Your program must include several examples of variables that control the placement or size of one or more objects so that simply changing the value of the variable moves or resizes the object (be sure and test this - remember the car example from class when I first tried to change the size). At least one of those user defined variables (i.e. not the system variables such as mouseX) must change with time so that your static sketch becomes an animation.

Ideally a program should have no magic numbers. For example, again in example 4-8 from the text you could declare two additional variables to eliminate the magic numbers 16 and 32:
int eyeWidth = 16;
int eyeHeight = 32;
Or better yet:
int eyeWidth = 16;
int eyeHeight = 2*eyeWidth;

Your program must also include at least one if-statement. For full credit you should make some use of translate and/or rotate.

What To Turn In

You will be submitting your program source file (.pde) in CrowdGrader.

The link for the assignment in CrowdGrader is here.

After the due date you will need to review 5 submissions by going to assignment link above

As soon as you have met with your partner to confirm you can work together you should follow the assignment link above and enter the email address for your partner in the group field.
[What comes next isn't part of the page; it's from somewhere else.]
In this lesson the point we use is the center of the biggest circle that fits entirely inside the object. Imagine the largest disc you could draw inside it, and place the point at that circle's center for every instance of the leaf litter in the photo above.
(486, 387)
When you and your partner have completed your sketch (program):

  • submit the .pde file as your CrowdGrader submission.  Submit ONLY the .pde file (e.g. MySketch.pde). On your personal computer that file is probably in Documents/Processing/MySketch. In BE109 it should be in x:Processing/MySketch (follow userName's home directory on the Desktop then Processing).
  • BOTH of you should paste a programming log into the text area on the submission page in Canvas. Use one of the sample logs as a template.
  • If you have added any files to your project (fonts or images) then you will need to create a zip file of the sketch folder including both the .pde file(s) and the data folder found there. For instructions on how to create the zip file see the resources.

Grading

See the grading rubric in CrowdGrader.

Although not part of the student review grading process in CrowdGrader, you will lose one point if you fail to submit a program log in Canvas.